Florida does not impose a state estate tax. That fact leads many families to assume there is no tax issue to address after a death. The assumption is correct for most Florida estates, but it is wrong for estates above the federal exemption threshold, and the consequences of getting the federal filing wrong fall on the personal representative personally. The IRS can assess the representative for unpaid estate tax, interest, and penalties if the estate is distributed to beneficiaries before tax obligations are resolved. Understanding when federal filing is required, what the return must contain, and what the portability election can do for a surviving spouse is essential before any estate closes.

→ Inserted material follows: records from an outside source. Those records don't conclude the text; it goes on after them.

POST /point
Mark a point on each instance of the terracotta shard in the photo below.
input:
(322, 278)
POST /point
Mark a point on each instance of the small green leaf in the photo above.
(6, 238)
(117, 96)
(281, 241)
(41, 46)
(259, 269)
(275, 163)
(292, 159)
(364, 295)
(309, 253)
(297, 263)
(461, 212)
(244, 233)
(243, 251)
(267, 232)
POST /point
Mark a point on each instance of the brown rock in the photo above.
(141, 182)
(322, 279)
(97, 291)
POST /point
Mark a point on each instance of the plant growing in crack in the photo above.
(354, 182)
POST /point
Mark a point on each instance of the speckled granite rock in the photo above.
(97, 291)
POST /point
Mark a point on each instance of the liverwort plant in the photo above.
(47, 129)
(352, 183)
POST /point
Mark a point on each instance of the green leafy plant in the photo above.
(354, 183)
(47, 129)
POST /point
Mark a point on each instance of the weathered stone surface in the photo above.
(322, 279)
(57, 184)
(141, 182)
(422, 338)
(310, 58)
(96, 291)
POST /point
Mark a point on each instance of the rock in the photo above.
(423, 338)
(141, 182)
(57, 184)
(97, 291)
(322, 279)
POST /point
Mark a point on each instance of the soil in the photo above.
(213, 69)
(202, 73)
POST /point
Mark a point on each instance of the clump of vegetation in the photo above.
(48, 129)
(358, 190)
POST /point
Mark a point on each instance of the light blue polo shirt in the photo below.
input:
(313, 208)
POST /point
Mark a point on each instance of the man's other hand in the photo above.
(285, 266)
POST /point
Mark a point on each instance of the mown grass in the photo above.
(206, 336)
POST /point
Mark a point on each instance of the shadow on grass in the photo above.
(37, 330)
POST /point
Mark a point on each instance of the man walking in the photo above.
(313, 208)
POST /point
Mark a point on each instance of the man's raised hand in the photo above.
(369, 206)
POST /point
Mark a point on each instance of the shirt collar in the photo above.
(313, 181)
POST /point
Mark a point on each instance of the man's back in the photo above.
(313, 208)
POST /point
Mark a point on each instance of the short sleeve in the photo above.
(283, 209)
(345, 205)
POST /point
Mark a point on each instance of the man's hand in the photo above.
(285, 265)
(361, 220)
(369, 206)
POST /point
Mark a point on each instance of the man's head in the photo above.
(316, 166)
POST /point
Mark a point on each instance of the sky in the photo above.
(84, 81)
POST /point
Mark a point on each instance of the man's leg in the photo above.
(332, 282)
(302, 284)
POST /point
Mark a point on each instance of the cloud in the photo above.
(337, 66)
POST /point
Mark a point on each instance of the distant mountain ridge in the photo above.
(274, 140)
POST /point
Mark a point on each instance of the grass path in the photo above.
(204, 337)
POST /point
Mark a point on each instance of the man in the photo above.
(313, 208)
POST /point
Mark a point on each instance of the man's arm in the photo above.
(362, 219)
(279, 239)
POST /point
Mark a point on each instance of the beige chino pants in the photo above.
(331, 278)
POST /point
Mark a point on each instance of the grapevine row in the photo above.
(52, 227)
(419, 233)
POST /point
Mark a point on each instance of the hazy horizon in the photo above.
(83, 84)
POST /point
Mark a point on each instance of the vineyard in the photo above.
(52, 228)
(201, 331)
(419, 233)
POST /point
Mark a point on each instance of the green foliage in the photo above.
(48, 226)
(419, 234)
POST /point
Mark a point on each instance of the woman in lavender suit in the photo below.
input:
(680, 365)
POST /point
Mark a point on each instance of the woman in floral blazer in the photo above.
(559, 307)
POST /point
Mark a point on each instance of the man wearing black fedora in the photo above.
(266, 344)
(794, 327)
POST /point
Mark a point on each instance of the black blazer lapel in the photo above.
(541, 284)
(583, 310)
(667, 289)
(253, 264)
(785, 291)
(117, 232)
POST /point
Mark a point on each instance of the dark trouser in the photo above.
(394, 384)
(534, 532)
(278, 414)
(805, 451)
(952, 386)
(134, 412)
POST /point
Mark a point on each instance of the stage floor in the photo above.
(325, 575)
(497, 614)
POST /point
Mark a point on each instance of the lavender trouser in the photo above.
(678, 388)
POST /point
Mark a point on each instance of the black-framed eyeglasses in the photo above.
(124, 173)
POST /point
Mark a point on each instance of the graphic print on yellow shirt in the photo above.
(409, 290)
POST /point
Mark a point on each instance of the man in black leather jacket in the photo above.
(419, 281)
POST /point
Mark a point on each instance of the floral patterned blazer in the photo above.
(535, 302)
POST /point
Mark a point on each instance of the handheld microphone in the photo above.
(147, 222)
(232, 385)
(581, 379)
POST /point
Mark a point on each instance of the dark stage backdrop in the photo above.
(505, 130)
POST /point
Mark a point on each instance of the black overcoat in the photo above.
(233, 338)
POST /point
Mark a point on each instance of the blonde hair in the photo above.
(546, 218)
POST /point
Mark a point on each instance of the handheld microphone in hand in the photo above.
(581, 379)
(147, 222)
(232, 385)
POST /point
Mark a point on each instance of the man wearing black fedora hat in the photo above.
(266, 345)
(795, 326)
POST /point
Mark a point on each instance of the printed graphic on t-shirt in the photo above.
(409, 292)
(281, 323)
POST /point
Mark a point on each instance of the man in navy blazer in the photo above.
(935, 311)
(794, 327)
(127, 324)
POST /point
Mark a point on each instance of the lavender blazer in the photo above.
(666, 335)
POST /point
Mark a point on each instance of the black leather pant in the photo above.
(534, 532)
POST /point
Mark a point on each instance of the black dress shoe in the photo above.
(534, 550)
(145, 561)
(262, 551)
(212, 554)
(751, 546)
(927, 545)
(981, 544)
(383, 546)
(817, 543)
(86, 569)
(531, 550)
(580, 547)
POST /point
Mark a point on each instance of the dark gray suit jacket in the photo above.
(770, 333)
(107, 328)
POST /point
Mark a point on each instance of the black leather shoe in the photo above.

When a Federal Estate Tax Return Is Required
The federal estate tax applies to estates with a gross value exceeding the applicable exemption amount, which is indexed for inflation and adjusted periodically by Congress. For deaths in 2024, the exemption is $13.61 million per individual. Estates below that threshold generally do not owe federal estate tax. However, a return may still need to be filed for a different reason: to preserve the deceased spouse’s unused exemption for the surviving spouse through the portability election.
A qualified estate tax filing attorney in Florida can assess whether Form 706 is required for a specific estate, whether the portability election creates value even when no tax is owed, and how to position the return to minimize exposure to audit.
Portability and Why It Matters Even for Non-Taxable Estates
The portability election allows the surviving spouse to use the deceased spouse’s unused federal exemption in addition to their own. If the first spouse to die had an estate well below the exemption threshold, their unused exemption can be transferred to the surviving spouse, effectively doubling the surviving spouse’s shelter. To make this election, the personal representative must file Form 706 within five years of the date of death, even if no estate tax is owed. Many families miss this election because no one told them a return was necessary when the first spouse’s estate was not taxable. The missed portability election can result in a much larger estate tax bill when the second spouse dies.
The Personal Representative’s Liability for Federal Tax
The personal representative is responsible for filing Form 706 when required and for paying any estate tax due before distributing estate assets to beneficiaries. If assets are distributed before the tax is paid and the estate cannot satisfy the tax debt, the IRS can pursue the personal representative personally under 31 U.S.C. Section 3713, which holds fiduciaries personally liable for tax payments made in the wrong priority order. This is one of the most serious financial risks a personal representative can face, and it is entirely preventable through proper tax analysis before any distributions are made.
The Estate Closing Letter
After a Form 706 is filed and the IRS reviews it, the agency can issue an estate closing letter confirming that the return has been accepted. This letter provides the personal representative with protection against later IRS challenges of the return. Obtaining the closing letter before final distribution protects the representative from post-distribution tax assessments that would otherwise have to be clawed back from beneficiaries. The IRS Form 706 instructions and current exemption amounts are updated annually and reflect the applicable rules for each tax year. A Florida estate with assets in the range where portability matters, or where the gross estate approaches the exemption threshold, warrants a specific tax analysis before the personal representative proceeds with any distribution.